DPC Partai Demokrasi Indonesia Perjuangan (PDIP) Kota Surabaya menyatakan Lebaran atau Hari Raya Idul Fitri 1 Syawal 1444 Hijriah merupakan momen untuk memperkuat silaturahim antarwarga.

"Selamat Hari Raya Idul Fitri, 1 Syawal 1444 Hijriah. Selamat merayakan Lebaran dengan penuh kebahagiaan," kata Ketua DPC PDIP Surabaya Adi Sutarwijono di Surabaya, Sabtu.

Menurut dia, keluarga besar PDI Perjuangan Kota Surabaya menyambut datangnya Idul Fitri dengan penuh suka cita.

Para kader banteng menikmati kebahagiaan Lebaran bersama sanak keluarga, warga masyarakat, saling bermaaf-maafan, berjabat tangan dan memperkuat tali silaturahim.

"Kami menyampaikan permohonan maaf lahir dan batin kepada seluruh warga. Minal aidin walfaidzin. Ke depan, kami semua akan bekerja lebih keras lagi untuk meningkatkan pengabdian kepada masyarakat, menyempurnakan kekurangan dalam proses pelayanan kepada warga," ujar Cak Awi, sapaan akrabnya.

Ia menambahkan, tradisi Lebaran diiringi dengan membuka pintu maaf bagi siapapun. Tak ada manusia yang sempurna, dan pasti memiliki kesalahan dalam menjalani setiap fase kehidupan. 

"Memaafkan dan dimaafkan adalah keniscayaan dalam proses kehidupan kehidupan manusia. Inilah indahnya Lebaran, indahnya Idul Fitri, dimana kita saling membuka diri untuk meminta maaf sekaligus memaafkan siapapun," ujarnya.

Melalui tradisi unjung-unjung, kata Cak Awi, Lebaran juga menjadi momentum indah untuk bergembira bersama keluarga tercinta, sanak keluarga, tetangga dan handai taulan. 

"Semuanya berkumpul, berbagi cerita apa saja dengan sanak kerabat. Mungkin bercerita soal lika-liku kehidupan selama ini, makanan favorit, hobi olahraga, dan sebagainya. Semuanya menjadi warna-warni yang menambah kesan saat berkumpul bersama keluarga," tutur ketua DPRD Kota Surabaya tersebut.

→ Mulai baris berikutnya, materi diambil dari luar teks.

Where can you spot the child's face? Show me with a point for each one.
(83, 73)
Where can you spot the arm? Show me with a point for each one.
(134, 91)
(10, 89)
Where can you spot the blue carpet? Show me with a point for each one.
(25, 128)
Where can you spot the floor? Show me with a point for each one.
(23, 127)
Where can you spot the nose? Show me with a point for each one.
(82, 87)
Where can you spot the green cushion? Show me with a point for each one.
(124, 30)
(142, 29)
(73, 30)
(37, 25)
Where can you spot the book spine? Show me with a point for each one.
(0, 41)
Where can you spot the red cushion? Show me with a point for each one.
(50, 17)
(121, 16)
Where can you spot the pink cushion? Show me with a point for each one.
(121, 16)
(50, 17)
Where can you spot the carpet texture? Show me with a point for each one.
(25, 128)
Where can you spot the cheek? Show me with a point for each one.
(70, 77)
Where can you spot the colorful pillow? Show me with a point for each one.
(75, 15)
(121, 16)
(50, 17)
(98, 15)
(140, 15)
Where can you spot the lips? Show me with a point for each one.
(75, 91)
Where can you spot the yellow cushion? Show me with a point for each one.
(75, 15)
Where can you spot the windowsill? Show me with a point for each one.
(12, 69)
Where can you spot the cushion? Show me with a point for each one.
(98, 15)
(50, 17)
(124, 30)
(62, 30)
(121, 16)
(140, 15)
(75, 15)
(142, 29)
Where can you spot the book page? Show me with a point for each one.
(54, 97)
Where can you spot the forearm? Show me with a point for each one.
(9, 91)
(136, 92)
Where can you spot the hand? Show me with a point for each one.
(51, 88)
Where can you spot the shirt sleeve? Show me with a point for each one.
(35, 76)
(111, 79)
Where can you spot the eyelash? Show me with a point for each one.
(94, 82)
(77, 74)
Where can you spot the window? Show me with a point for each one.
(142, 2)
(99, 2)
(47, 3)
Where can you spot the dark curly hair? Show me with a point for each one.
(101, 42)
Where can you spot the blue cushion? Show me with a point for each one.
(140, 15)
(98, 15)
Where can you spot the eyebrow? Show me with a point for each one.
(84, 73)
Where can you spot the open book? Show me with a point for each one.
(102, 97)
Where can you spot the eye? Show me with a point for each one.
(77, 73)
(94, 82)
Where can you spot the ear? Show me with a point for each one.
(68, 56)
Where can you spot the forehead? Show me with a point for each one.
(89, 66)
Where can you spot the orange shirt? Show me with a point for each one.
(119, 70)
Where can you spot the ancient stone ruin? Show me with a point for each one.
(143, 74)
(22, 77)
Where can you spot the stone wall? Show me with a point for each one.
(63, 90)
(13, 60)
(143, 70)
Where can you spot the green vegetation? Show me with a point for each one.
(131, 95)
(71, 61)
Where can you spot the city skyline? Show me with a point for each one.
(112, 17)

Hal itu, lanjut dia, tentunya juga tak akan luput dari cerita saat berkumpul bersama keluarga adalah perjalanan mudik ke kampung halaman. Melintasi ratusan kilometer jalanan tentu menyisakan banyak cerita.

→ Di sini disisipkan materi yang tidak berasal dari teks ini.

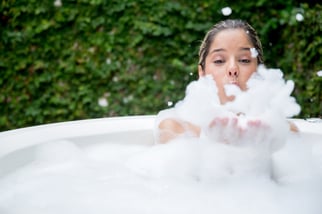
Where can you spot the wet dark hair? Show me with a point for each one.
(229, 24)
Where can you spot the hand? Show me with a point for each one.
(237, 130)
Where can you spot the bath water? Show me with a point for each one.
(267, 170)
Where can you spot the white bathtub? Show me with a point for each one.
(45, 190)
(136, 129)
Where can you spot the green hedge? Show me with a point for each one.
(58, 61)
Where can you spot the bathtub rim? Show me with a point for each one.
(16, 139)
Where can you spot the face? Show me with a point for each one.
(229, 61)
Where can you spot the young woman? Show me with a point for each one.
(230, 53)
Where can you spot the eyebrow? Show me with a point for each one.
(221, 49)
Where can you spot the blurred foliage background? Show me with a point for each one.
(64, 60)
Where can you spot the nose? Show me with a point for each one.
(233, 73)
(233, 70)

"Mudik selalu penuh warna, dan inilah penanda kemeriahan Lebaran yang khas Indonesia. Kita bersyukur, mudik juga telah mampu menggerakkan perekonomian, sehingga ekonomi rakyat terus terjaga dengan relatif baik," ucapnya.

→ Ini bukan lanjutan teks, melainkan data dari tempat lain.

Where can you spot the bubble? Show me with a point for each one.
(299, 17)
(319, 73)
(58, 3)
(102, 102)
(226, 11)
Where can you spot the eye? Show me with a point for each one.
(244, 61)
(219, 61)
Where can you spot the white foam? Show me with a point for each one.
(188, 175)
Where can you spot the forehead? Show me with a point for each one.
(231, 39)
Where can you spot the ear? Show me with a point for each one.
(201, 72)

Pada momentum Lebaran, ia mengajak semua warga untuk meningkatkan kepedulian kepada lingkungan sekitar, terutama para tetangga.

Meski Surabaya telah menjadi kota metropolitan, suasana keguyuban antarwarganya tak boleh hilang. Tradisi unjung-unjung telah memperkuat keguyuban dan tali persaudaraan di antara warga masyarakat.

"Kepedulian kepada tetangga sangat penting. Mari tengok kondisinya. Rasa saling peduli ini yang menjaga Surabaya tetap menjadi kota metropolitan namun selalu penuh kisah-kisah humanis dalam keseharian warganya. Jangan ada sikap individualisme dalam kehidupan antarwarga," kata alumnus Universitas Airlangga tersebut.

Salah satu momentum merajut kepedulian dengan lingkungan sekitar adalah penyelenggaraan halal bihalal yang marak di kampung-kampung se-Surabaya. Biasanya di tingkat RT dan RW digelar halal bihalal. 

Adi menjelaskan, tradisi halal bihalal di masyarakat Indonesia lahir dari dialog Presiden pertama Ir Soekarno dan ulama NU KH Wahab Chasbullah.

Pada 1948, saat awal republik berdiri masih diwarnai banyak pertentangan politik, Bung Karno meminta pendapat dari KH Wahab Chasbullah, kemudian diberikan saran agar diselenggarakan silaturahim antar-anak bangsa. 

Bung Karno meminta istilah selain silaturahim sehingga tercetuslah “halal bihalal”, suatu penanda bahwa setiap pertentangan dan konflik antaranak bangsa harus saling dimintakan maaf sehingga semua menjadi “halal”.

"Semarakkan halal bihalal di kampung-kampung, untuk menjadi sarana saling peduli antarwarga. Juga melibatkan UMKM kampung untuk pemenuhan kebutuhan. Semuanya indah dan guyub, dan saling menumbuhkan," kata Cak Awi.